La longue histoire de la polarisation entre la science et la magie a mené à la légitimation de la première et à la marginalisation de la seconde (celle-ci étant encore l’objet d’une méfiance largement répandue aujourd’hui) dans la société contemporaine. La pensée magique imprègne encore de nos jours les comportements de l’être humain, seulement, à la différence des sociétés traditionnelles, elle n’est plus socialement acceptée (Subbotsky, 2004). Malgré cela, la pensée magique s’est trouvée peu à peu légitimée en tant que prisme d’analyse des comportements de consommation contemporains, cela notamment grâce à la contribution de la recherche dans le champ de la psychologie. Le courant de recherche sur la pensée magique dans le champ de la psychologie s’est développé dans les années 80. Il a établi que la pensée magique était un mode universel d’appréhension du monde (Rozin, 1994). La pensée magique, que l’on pensait initialement caractéristique des sociétés « traditionnelles », se retrouverait sous diverses formes dans les croyances et comportements au sein des sociétés occidentales actuelles. Parmi les manifestations de la pensée magique, la psychologie s’est particulièrement penchée sur la tendance de nos contemporains à se comporter selon les lois de la magie sympathique (lois de similitude et de contagion ; Frazer, 1890).
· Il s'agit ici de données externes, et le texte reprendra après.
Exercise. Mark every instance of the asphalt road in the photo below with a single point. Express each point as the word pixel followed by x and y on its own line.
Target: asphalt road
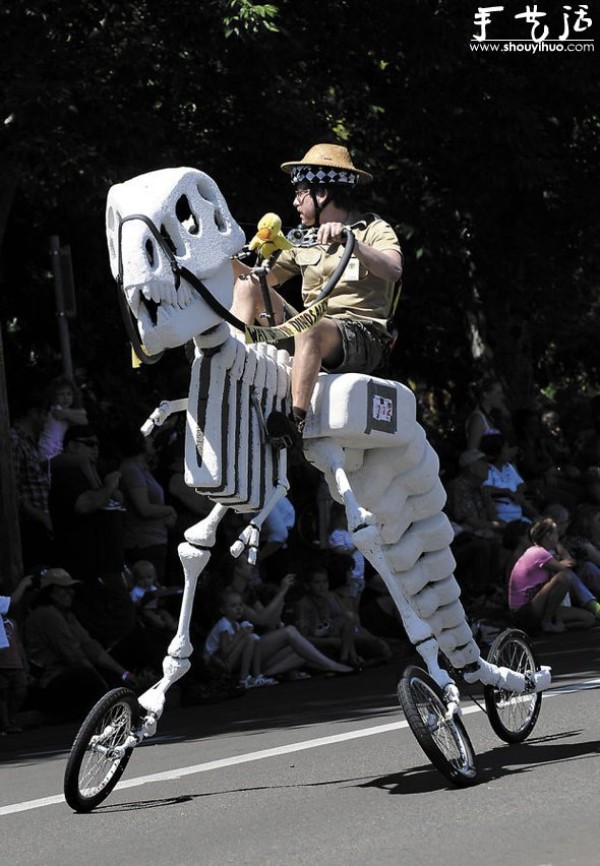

Pour brosser ces lois à grands traits, la loi de contagion pose que deux entités ayant été en contact opèrent à un transfert de propriétés (« d’essence ») et préservent une sorte de lien symbolique. Par exemple, un objet ayant été touché par une célébrité pourrait être perçu comme ayant gardé une partie de l’essence de cette personne (e.g. Newman, Diesendruck et Bloom, 2011). Quant à la loi de similitude, elle pose que deux choses qui se ressemblent partagent certaines propriétés (« like produces like », « the image equals the object » ; Rozin, Millman et Nemeroff, 1986 ; p.703). Frazer (1890) rapporte par exemple une tradition malaise. Les Malais

construisaient des statuettes à partir de cire (provenant d’un nid d’abeilles déserté) et de résidus corporels issus d’un ennemi (cheveux, ongles, poils, etc.). Les Malais croyaient qu’en récitant une incantation et en écorchant la statuette, ils blessaient de la même manière leur ennemi. Cette pratique reflète la combinaison des lois de contagion (utilisation de résidus corporels pour créer un lien symbolique entre l’ennemi et la statuette) et de similitude (façonnage d’une statuette ressemblant à l’ennemi) en vue de l’accomplissement d’une tâche de nature magique (heurter un ennemi à distance, sans contact physique). Selon la littérature en psychologie, l’influence de ce mode de pensée magique est toujours prégnant aujourd’hui. Des tests ont été menés sur des adultes instruits, ainsi que sur des enfants, et montrent bien que la pensée magique peut dominer certaines attitudes et comportements (Rozin, Millman et Nemeroff, 1986 ; Rozin et al. 1989). Par exemple, les sujets des études montraient une forte réticence à manger du chocolat (fudge) ressemblant à des la matière fécale, à tenir entre leurs lèvres un bouche-évier en plastique neuf ressemblant à du vomi ou à viser le visage d’une personne appréciée avec des fléchettes (Rozin, Millman et Nemeroff, 1986). Comme ces auteurs le suggèrent, ce mode de pensée qui agit « au niveau des tripes » (p.711) influencerait énormément de comportements et d’attitudes quotidiennes et anodines.

La pensée magique serait donc un mode d’appréhension du monde universel, traversant les âges et les cultures, et concernerait également les sociétés développées occidentales.